1914-1918, franceinfo y était. 25 décembre 1914 : Un Noël si particulier
Cent ans après la Première guerre mondiale, franceinfo raconte les événements clés de 1914-1918 comme s'ils venaient de se passer. Aujourd'hui, "Un Noël si particulier".
Nous sommes le 25 décembre 1914. La guerre s’est arrêtée depuis quelques heures sur la frontière franco-belge. Ils se sont retrouvés entre les deux lignes de tranchées : des soldats allemands, britanniques, français. Ils ont oublié les fusils, les canons… Ils les ont oublié le temps du réveillon. Ils ont fêté Noël ensemble dans une étonnante scène de fraternisation. Cécilia Arbona, vous vous trouvez sur place, à Ploegsteert, en Belgique. Que s’est-il passé exactement ?
Il y a eu des scènes surréalistes, en tout cas sur un champ de bataille. Du jamais-vu à mon sens… L’appel du pape Benoît XV qui demandait aux belligérants il y a quelques jours d’observer une trêve pour Noël semble avoir été entendu ici. Vers 20 heures hier soir, c’est une sentinelle qui a donné l’alerte dans le noir, elle a crié : "Eh, regardez ! Les Allemands alignent des lanternes, et même des sapins de Noël…"

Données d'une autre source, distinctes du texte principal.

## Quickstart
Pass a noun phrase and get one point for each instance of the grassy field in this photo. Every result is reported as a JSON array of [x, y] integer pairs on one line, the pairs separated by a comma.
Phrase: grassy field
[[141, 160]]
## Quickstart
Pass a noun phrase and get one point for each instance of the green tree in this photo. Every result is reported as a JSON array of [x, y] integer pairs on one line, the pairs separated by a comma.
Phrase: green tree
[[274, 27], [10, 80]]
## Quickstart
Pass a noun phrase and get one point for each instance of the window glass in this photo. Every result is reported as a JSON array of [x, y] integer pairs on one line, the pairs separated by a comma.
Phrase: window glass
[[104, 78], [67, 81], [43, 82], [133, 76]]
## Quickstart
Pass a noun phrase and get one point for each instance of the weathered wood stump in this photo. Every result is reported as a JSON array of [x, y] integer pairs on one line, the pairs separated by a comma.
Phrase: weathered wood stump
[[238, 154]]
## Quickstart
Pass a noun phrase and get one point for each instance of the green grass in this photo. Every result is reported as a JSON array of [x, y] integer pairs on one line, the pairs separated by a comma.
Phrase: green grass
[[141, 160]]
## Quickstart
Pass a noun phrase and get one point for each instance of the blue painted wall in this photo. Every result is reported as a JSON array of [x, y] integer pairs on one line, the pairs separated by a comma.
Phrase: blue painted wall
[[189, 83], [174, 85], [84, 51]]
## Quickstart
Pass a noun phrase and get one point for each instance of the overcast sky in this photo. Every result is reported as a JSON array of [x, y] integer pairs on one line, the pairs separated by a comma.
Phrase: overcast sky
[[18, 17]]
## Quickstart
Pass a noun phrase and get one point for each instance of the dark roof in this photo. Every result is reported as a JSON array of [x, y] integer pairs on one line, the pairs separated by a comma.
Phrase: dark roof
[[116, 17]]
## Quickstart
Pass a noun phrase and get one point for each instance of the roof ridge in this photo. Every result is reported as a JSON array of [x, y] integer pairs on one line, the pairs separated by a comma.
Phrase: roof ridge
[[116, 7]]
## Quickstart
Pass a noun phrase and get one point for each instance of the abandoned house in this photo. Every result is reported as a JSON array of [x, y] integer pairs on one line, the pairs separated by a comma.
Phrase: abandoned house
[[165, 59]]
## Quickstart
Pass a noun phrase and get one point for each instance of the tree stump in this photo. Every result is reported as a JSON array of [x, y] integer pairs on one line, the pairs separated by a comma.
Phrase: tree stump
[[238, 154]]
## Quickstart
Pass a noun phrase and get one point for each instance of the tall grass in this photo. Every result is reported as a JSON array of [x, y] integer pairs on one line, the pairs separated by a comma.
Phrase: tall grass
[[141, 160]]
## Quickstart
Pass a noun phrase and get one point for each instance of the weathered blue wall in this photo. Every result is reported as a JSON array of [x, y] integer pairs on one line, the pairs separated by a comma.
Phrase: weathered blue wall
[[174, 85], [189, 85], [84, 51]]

Effectivement, on a vu dans la nuit noire des lumières posées à même la terre. Dans l’herbe on a pu discerner des petits arbres décorés de bougies, aux branches de leurs aiguilles pas de rubans ni de guirlandes, mais les petites boîtes des soldats en fer-blanc. Et puis il y a eu surtout ces voix qui se sont élevées dans le silence… Car on chante ici, figurez-vous. Les Allemands ont donné le ton : ils ont commencé par Douce Nuit. À côté de moi, un soldat britannique, Oswald Tilley, s’est mis à pleurer. Puis il a dit : "Voilà ces gars, ils sont à des dizaines de mètres de nous depuis des jours et des nuits. On les entend tousser, parler, sangloter, et là, écoutez, ils chantent pour nous." Oswald Tilley et ses hommes sont alors sortis de leur tranchée par la force des bras. Je les ai vus aller dans la zone qu’on appelle le "no man’s land" avec des Allemands en face, sans baïonnette mais avec des drapeaux blancs. Les Anglais ont entonné à leur tour des cantiques de Noël. Il y a eu des applaudissements inattendus… Au petit matin, un Allemand a fait signe aux Anglais d’avancer. Un premier a marché vers l’ennemi, puis un autre, et puis encore un autre… Il y a eu cet échange de présents, comme dans une famille qui s’offre des cadeaux. Là on a troqué du tabac, du chocolat, des biscuits secs et du vin. Un festin alors que depuis des semaines on doit s’accommoder de maigres portions de riz et de conserves de viande.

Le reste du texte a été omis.